The pressure is on for Ryerson’s basketball teams. Both clubs were absolutely dominant during the regular season. The men’s team is the best in the nation; the women are fifth. But regular season rankings mean nothing once the playoffs begin. With the OUA quarter-finals just around the corner, here’s a recap of each team, in case you’ve been living under a rock for the past four months.

Men’s strengths: Where to start? How about the three-pointer? The Rams are one of the deadliest shooting teams in the country and rely heavily on the long ball. They take the most threes in the entire OUA and shoot the third best percentage, at 36.2 per cent. Almost every player on the team is a threat from distance and the Rams have eight players who take more than two three-pointers a game.

The Rams also have one of the deepest rosters in the country. Ryerson bench players Ammanuel Diressa and J.V. Mukama would start on virtually any other CIS team. Ryerson’s depth allows them to unleash a full-court press straight out of an opposing coach’s nightmares. The Rams usually deploy their press at the start of the third quarter and turn a close game into a blowout in a matter of minutes.


The Rams huddle around coach Patrick Tatham during a timeout. (Pam Johnston/Ryersonian Staff)

Weaknesses: Live by the three, die by the three. Those critical of the Rams say they over rely on the three-pointer. If the long ball stops falling, Ryerson’s offence may be toast.

X-Factor: Ammanuel Diressa. The Tennessee Tech transfer has been dynamite off the bench for the Rams so far this season. When Diressa plays well, Ryerson is unbeatable.

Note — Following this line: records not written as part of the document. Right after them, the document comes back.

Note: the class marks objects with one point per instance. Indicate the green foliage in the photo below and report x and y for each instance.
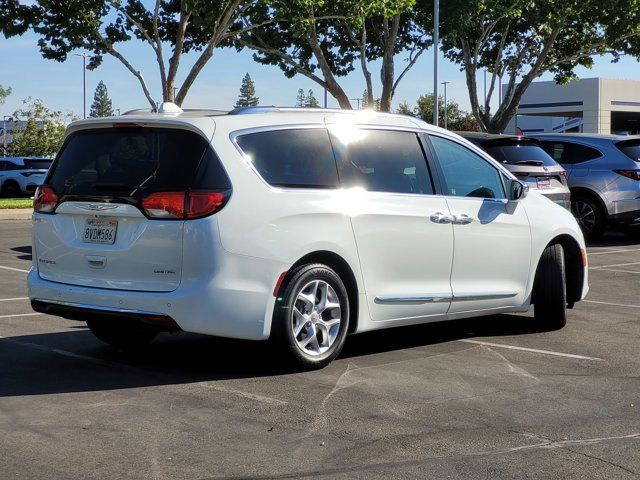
(457, 119)
(101, 106)
(301, 98)
(42, 133)
(4, 93)
(247, 97)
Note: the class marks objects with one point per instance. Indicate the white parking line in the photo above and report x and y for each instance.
(12, 299)
(140, 371)
(615, 270)
(614, 251)
(532, 350)
(14, 269)
(612, 304)
(615, 265)
(21, 315)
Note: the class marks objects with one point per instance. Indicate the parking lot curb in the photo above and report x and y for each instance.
(16, 214)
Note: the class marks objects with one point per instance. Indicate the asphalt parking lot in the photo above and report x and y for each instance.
(491, 397)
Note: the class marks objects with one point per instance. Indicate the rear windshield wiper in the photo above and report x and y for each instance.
(115, 187)
(534, 163)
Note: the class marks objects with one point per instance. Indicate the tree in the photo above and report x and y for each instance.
(301, 98)
(4, 93)
(101, 106)
(457, 119)
(247, 97)
(42, 133)
(336, 36)
(101, 26)
(312, 101)
(522, 39)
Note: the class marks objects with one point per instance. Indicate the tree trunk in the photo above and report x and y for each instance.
(387, 71)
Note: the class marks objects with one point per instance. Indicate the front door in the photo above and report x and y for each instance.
(402, 230)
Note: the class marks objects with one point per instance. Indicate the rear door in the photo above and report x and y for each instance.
(99, 235)
(492, 238)
(402, 230)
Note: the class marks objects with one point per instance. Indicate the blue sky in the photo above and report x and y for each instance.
(60, 84)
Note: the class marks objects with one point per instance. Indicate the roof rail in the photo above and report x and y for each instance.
(272, 108)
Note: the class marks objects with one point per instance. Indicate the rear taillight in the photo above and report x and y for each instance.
(632, 174)
(45, 200)
(183, 205)
(565, 175)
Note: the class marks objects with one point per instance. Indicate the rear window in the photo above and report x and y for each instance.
(135, 162)
(631, 148)
(297, 158)
(567, 153)
(517, 153)
(37, 164)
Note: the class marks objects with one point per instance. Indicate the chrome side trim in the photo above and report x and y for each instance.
(465, 297)
(412, 298)
(98, 308)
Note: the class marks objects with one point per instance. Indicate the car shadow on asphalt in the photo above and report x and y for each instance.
(74, 361)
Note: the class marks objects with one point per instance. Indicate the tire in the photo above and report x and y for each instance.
(550, 289)
(10, 189)
(122, 333)
(590, 216)
(307, 335)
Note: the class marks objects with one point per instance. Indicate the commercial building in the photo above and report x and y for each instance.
(589, 105)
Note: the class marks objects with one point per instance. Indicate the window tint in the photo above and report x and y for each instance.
(382, 161)
(135, 160)
(569, 153)
(519, 153)
(299, 158)
(465, 173)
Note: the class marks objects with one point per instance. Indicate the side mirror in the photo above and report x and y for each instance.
(517, 190)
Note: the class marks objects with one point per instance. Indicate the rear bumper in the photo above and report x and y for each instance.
(76, 311)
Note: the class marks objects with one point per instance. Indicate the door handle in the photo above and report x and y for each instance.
(462, 219)
(440, 217)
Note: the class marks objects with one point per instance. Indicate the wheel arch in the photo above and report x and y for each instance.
(573, 265)
(344, 271)
(587, 192)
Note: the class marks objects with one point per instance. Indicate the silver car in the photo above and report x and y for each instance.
(604, 178)
(21, 176)
(525, 158)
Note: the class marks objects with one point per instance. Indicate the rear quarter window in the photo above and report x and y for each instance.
(132, 161)
(295, 158)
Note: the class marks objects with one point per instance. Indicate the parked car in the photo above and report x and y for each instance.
(525, 158)
(21, 175)
(604, 178)
(293, 225)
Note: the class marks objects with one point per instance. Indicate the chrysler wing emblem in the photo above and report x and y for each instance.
(97, 207)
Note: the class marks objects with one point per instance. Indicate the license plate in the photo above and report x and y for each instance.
(100, 231)
(544, 182)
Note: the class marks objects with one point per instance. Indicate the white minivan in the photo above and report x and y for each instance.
(298, 226)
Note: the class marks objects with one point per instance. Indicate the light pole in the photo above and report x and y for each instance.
(445, 103)
(436, 43)
(4, 133)
(84, 81)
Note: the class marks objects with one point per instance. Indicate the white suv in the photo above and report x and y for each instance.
(297, 226)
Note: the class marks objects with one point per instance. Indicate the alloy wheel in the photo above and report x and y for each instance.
(316, 318)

However, his shot selection can sometimes make Ryerson coach Patrick Tatham want to pull his hair out. It’s not uncommon to see Diressa pull up for a 25-foot three on a three-on-one fast break. Most of the time, he makes them. But in games against better opponents, those missed shots could come back to haunt the Rams.

Biggest obstacle: The Ottawa Gee-Gees. The Rams squeaked out a win against the Gee-Gees earlier this year but Ottawa was without their best player, Caleb Agada. Ottawa plays the Rams as close as anyone and their next game will be a toss-up.

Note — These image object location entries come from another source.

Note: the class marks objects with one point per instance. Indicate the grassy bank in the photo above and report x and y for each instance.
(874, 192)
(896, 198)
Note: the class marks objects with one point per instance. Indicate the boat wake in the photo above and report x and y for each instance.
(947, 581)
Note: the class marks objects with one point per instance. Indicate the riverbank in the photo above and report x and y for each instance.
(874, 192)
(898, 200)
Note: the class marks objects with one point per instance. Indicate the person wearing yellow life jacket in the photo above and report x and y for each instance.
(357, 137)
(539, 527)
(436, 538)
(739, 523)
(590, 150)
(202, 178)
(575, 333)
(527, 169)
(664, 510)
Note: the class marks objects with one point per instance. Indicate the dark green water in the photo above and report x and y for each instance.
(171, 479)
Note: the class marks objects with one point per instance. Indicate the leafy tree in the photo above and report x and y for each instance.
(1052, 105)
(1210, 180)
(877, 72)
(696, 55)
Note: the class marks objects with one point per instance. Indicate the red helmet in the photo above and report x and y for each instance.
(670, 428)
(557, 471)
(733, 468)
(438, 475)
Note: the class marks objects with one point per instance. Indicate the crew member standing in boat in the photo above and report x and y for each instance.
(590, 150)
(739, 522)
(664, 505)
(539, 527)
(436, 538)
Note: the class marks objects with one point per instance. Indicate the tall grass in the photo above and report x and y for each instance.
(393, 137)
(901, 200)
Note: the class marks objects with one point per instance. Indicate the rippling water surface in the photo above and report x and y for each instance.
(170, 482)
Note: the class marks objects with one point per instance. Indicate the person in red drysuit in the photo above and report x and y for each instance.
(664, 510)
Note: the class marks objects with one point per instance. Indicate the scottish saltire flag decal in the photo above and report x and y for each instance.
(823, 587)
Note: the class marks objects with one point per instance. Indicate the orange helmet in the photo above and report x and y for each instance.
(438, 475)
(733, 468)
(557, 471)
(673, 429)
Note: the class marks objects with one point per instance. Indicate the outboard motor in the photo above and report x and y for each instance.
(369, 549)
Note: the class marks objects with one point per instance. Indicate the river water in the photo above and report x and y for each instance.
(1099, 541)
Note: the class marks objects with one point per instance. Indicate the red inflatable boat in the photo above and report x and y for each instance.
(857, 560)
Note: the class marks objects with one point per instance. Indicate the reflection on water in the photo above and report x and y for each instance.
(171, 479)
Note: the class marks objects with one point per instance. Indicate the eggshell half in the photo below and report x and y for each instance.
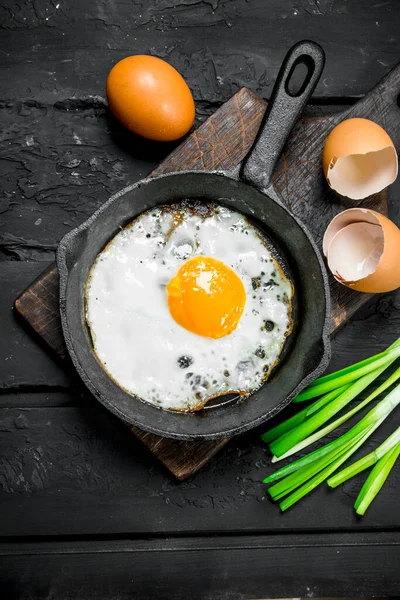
(359, 159)
(363, 250)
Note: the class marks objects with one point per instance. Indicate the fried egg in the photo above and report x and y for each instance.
(188, 303)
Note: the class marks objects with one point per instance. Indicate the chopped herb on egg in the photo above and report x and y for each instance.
(185, 361)
(260, 352)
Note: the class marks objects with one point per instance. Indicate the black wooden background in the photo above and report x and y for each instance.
(85, 510)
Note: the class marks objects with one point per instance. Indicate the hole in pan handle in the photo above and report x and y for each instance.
(288, 100)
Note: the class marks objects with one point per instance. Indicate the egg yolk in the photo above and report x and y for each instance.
(206, 297)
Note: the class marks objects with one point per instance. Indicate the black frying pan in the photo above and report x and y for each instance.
(248, 190)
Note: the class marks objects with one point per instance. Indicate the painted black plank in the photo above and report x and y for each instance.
(80, 471)
(23, 363)
(59, 53)
(234, 568)
(60, 166)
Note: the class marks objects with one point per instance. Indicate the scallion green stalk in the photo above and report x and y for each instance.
(328, 428)
(283, 444)
(376, 479)
(319, 388)
(367, 461)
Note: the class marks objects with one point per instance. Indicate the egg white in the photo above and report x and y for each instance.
(141, 346)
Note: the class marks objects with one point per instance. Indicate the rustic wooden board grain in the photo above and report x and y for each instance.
(221, 143)
(206, 568)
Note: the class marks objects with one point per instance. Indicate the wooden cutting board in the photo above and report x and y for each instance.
(221, 143)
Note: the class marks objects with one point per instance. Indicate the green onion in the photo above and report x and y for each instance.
(328, 428)
(385, 359)
(296, 419)
(283, 444)
(350, 368)
(365, 462)
(320, 477)
(376, 479)
(333, 392)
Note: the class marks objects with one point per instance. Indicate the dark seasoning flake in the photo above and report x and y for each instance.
(199, 385)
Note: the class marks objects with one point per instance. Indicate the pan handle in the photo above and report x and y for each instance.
(282, 112)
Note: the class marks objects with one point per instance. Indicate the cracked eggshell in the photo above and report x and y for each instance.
(359, 159)
(362, 248)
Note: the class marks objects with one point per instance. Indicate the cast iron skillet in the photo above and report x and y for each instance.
(248, 190)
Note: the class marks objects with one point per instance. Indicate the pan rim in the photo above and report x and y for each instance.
(63, 252)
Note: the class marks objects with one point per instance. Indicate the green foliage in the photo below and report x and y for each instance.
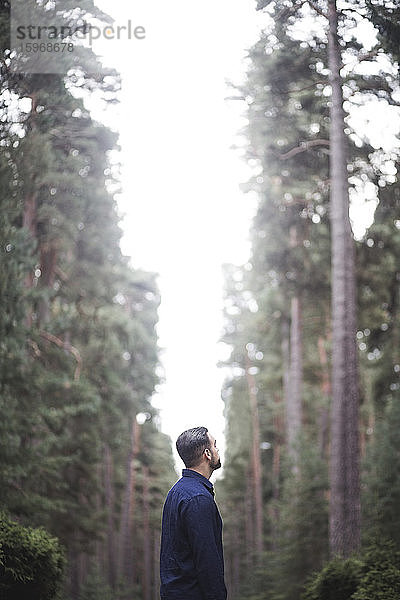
(338, 580)
(381, 578)
(373, 575)
(31, 562)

Women’s strengths: Offence. Offence, offence, offence. Ryerson’s women’s team can flat out score. The Rams have the leading scorer in the OUA, Keneca Pingue-Giles, and three other players who average more than 13 points per game. The lone starter who doesn’t average double-figure points, point guard Cara Tiemens, is a lethal long-range shooter. There are maybe two or three teams in the entire country who can shut Ryerson down … and the Rams know it.

WEB-Basketball,Sofia v U of T Nov 4

Sofia Paska spins around a defender. (Courtesy: Alex D’Adesse, Ryerson Athletics)

Weaknesses: The other side of the ball. The Rams are prone to stretches where they fall asleep defensively. Usually their offence bails them out, but against better teams Ryerson will need to buckle down defensively. That’s not to say Ryerson has bad defenders but they too often take their foot off the gas pedal once they jump out to an early lead.

X-Factor: Sofia Paska. The second-year centre has a chance to be one of the best players in the country, if she isn’t one already. Paska is flat-out unguardable. She can post-up, shoot, and is a terror on the offensive glass. If she catches fire, Ryerson will be very tough to beat.

Biggest obstacle: The Saskatchewan Huskies. Ryerson is the best team in the OUA and their biggest threat will come from the national stage. The Huskies beat the Rams comfortably earlier this season during a pre-season tournament. Saskatchewan is the best team in the country and do everything the Rams do, except better. They have a centre, Dalyce Emmerson, who can match up with Paska and a guard, Laura Dally, who is one of the best shooters in the country. It will take a perfect game from the Rams to upset them.

This article was published in the print edition of The Ryersonian on Feb. 24, 2015.